Betrachtet man aus dieser Perspektive die These, dass das Beschränkungsverbot
nur ein Recht für unanwendbar gleichzeitig aber kein anderes für anwendbar erkläre,878 so ließe sich dieser Standpunkt nur aufrecht erhalten, wenn eine andere kollisionsrechtliche Lösung, die nicht zu einer Verweisung auf das Herkunftsland führt,
mit dem Beschränkungsverbot vereinbar wäre. Eine Verweisung auf ein anderes
Recht ist jedoch per se eine Beschränkung. Bei hohen Hürden, die zur Rechtfertigung einer Beschränkung genommen werden müssen, ist die Vereinbarkeit einer
solchen Verweisung mit dem Beschränkungsverbot ein Ausnahmefall. Greift das
Beschränkungsverbot879 durch, so ist von einer kollisionsrechtlichen Vorgabe der
Grundfreiheiten auszugehen.
Es ist zuzugeben, dass der kollisionsrechtliche Gehalt des Beschränkungsverbotes
aufgrund seines Anwendungsbereichs und des fortbestehenden Vorbehalts zwingender Gründe des Allgemeininteresses erhebliche Unschärfen mit sich bringt.880 Dies
ist jedoch als Preis dafür hinzunehmen, dass die Grundfreiheiten insofern eine „Katalysatorfunktion“ im unharmonisierten Bereich erfüllen.881
874 Vgl. insbesondere BASEDOW, RabelsZ 59 (1995), 1, 13; GRUNDMANN, RabelsZ 64 (2000),
457, 460; W. H. ROTH, GS Lüderitz, 635, 643 m.w.N.

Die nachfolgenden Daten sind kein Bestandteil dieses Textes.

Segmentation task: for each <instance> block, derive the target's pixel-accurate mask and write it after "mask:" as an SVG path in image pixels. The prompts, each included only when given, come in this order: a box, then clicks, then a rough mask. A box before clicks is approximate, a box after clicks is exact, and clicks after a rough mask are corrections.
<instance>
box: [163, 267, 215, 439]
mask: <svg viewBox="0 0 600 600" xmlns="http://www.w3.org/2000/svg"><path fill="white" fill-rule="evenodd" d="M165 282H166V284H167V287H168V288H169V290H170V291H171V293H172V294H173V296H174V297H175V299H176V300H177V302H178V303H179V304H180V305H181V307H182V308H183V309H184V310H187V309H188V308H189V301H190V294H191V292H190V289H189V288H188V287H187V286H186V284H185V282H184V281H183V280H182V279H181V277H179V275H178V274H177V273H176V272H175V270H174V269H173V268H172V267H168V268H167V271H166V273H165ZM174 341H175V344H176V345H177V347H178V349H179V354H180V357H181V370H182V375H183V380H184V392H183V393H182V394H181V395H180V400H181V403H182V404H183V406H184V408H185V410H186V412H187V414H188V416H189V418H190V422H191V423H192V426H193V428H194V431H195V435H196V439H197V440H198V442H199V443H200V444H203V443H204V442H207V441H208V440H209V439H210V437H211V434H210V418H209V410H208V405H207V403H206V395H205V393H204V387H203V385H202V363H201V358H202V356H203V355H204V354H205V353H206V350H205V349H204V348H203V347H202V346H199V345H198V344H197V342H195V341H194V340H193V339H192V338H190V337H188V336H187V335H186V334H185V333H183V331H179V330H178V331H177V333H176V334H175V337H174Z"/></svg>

875 BASEDOW, RabelsZ 59 (1995), 1, 12.
876 BASEDOW, RabelsZ 59 (1995), 1, 13.
877 BASEDOW, RabelsZ 59 (1995), 1, 13.
878 KOHLER, IPRax 2003, 401, 409: Neben Anknüpfungsverboten seien Anknüpfungspunkte
zweifelhaft; krit. hierzu GRUNDMANN, RabelsZ 64 (2000), 457, 460.
879 Und nicht etwa das Diskriminierungsverbot.
880 GRUNDMANN, RabelsZ 64 (2000), 457, 462.
881 GRUNDMANN, RabelsZ 64 (2000), 457, 462.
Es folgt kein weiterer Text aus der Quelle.